The UK’s largest school exam board is developing gender-specific alternatives to the GCSE, tailor-made for girls and boys, The TES has learned.
The Assessment and Qualifications Alliance (AQA) says it has already had positive feedback from schools about its plans for qualifications designed to play to perceived male and female strengths.
AQA’s new key stage 4 qualifications in English, maths and science could be available for teaching as soon as September 2011 with coursework options for girls and more traditional exams aimed at boys.
But one teaching union has warned that it is “extremely dangerous” for the board - which has the largest GCSE and A-level market share - to fall into “old sexist stereotypes”.
The news is the first indication of the huge implications of the Government’s deregulation of the school exams market.
Bill Alexander, AQA’s director of curriculum and assessment, said: “We could offer a route for boys that is very different to a route for girls. Girls tend to perform better with coursework while boys do better with end-of-year exams. So we are pursuing that in science to see if we could have an option in science where we might have a straightforward examination for boys but a possibility of having a coursework option for girls.”
Pundits have predicted that the removal of coursework from nearly all new- style GCSEs this year will end the 20-year trend of girls outperforming boys.
AQA’s idea is also a response to the IGCSEs offered by the other two big exam boards. This month the Government said state schools would be able to start teaching for O level-style IGCSEs in all subjects from September.
Mr Alexander said: “We are looking to do something different where there is a need in the market.
“The current GCSE criteria don’t allow coursework, but if we have now got flexibility and freedom to develop alternative products then that is what we will want to use our expertise to produce.”
His experience as a deputy head and then head in two all-girls secondaries in Berkshire had shown that “girls performed much better in coursework than boys did”, he said.
Mr Alexander said AQA would be “foolish not to” talk to schools and teachers about its proposed new exams in terms of gender differences.
He said the board had begun consulting schools three to fours months ago and they had told AQA to: “Take it forward, pursue it and let’s see the kind of things you would be offering.”
New style GCSEs currently being introduced have seen coursework largely replaced by controlled assessment, which sees pupils complete extended pieces of work under exam conditions.
Coursework was dropped from GCSE maths last year, immediately prompting boys to surge ahead of girls in the subject for the first time in more than a decade.

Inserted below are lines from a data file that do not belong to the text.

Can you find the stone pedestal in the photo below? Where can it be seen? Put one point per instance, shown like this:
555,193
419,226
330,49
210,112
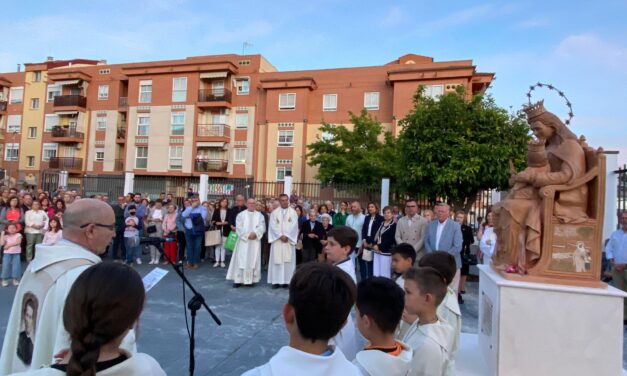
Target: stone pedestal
541,329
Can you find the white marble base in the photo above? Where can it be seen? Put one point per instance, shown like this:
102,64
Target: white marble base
540,329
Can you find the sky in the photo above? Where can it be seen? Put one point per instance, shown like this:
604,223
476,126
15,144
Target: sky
578,46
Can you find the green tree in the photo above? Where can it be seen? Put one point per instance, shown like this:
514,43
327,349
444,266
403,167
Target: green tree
454,148
362,155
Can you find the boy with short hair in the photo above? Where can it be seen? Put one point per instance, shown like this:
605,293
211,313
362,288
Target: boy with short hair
380,304
448,311
320,299
428,337
340,242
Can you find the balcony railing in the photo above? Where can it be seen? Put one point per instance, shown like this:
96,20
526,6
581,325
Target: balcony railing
63,132
70,100
66,163
214,95
213,130
211,165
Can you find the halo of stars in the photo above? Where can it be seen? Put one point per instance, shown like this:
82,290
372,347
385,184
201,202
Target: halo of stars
559,92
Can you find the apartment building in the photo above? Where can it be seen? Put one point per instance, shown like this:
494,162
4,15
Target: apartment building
228,116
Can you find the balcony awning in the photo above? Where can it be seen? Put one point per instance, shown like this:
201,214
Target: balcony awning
213,74
210,144
67,82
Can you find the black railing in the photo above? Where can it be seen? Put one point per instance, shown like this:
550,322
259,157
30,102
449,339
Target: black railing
66,163
214,95
70,100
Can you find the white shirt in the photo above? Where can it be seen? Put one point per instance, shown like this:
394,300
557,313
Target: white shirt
438,234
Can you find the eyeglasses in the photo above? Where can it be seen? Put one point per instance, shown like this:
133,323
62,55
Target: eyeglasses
110,227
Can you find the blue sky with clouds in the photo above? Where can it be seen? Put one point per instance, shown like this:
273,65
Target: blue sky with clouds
579,46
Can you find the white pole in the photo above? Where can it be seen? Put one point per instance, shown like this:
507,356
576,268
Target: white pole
611,197
287,185
203,189
129,182
385,193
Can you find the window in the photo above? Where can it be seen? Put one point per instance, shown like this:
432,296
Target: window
282,172
49,151
179,89
145,91
143,124
11,152
241,120
287,101
53,91
16,94
176,157
14,123
371,100
243,86
239,155
50,121
329,102
286,138
103,92
177,127
433,91
141,157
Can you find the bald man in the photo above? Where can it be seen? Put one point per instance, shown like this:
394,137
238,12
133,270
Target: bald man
89,226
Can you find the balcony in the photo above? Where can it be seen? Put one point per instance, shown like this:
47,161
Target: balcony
66,163
123,102
67,134
120,137
69,102
211,165
213,132
214,98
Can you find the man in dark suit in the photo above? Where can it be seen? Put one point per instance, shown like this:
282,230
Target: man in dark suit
312,231
444,234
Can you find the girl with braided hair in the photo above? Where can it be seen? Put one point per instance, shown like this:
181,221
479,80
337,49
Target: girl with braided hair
102,306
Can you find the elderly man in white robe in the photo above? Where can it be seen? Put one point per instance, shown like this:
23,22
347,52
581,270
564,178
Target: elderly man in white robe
89,226
245,266
283,236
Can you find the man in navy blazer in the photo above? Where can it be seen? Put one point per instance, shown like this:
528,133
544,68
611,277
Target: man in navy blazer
444,234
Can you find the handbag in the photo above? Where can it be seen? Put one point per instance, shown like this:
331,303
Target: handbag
231,240
213,237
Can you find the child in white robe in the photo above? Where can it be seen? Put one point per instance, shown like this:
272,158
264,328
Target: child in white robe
320,299
429,337
380,304
340,241
448,310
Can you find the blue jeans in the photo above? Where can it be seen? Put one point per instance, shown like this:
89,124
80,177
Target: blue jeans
12,261
132,251
193,244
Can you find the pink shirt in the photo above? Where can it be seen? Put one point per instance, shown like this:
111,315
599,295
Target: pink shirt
12,239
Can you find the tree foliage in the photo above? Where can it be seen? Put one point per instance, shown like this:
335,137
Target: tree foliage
454,148
363,155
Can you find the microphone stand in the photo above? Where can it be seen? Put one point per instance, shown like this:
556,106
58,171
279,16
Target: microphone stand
195,303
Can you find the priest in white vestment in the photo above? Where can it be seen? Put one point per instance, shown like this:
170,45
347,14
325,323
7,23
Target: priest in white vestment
283,236
245,266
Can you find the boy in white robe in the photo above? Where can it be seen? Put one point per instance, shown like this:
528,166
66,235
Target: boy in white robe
340,241
429,337
320,299
448,310
380,304
283,236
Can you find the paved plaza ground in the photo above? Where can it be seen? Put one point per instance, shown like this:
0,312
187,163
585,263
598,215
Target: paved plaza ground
251,332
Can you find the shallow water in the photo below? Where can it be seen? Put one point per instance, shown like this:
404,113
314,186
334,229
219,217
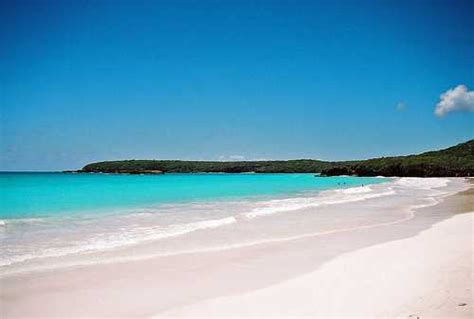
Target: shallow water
48,215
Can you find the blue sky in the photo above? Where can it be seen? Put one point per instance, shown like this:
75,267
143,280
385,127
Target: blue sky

Mr Alexander said there was no question of AQA attempting to restrict schools over the qualifications they could enter boys and girls for.
“The important thing here is choice and the important issue is to leave those decisions to professionals,” he said.
John Bangs, NUT head of education said: “It is extremely dangerous to get into gender stereotyping. There are lots of boys who like the investigative element of coursework as well.
“The exams system is fragmenting with class stereotyping for vocational qualifications and now this. The mind boggles as to where it will go next.”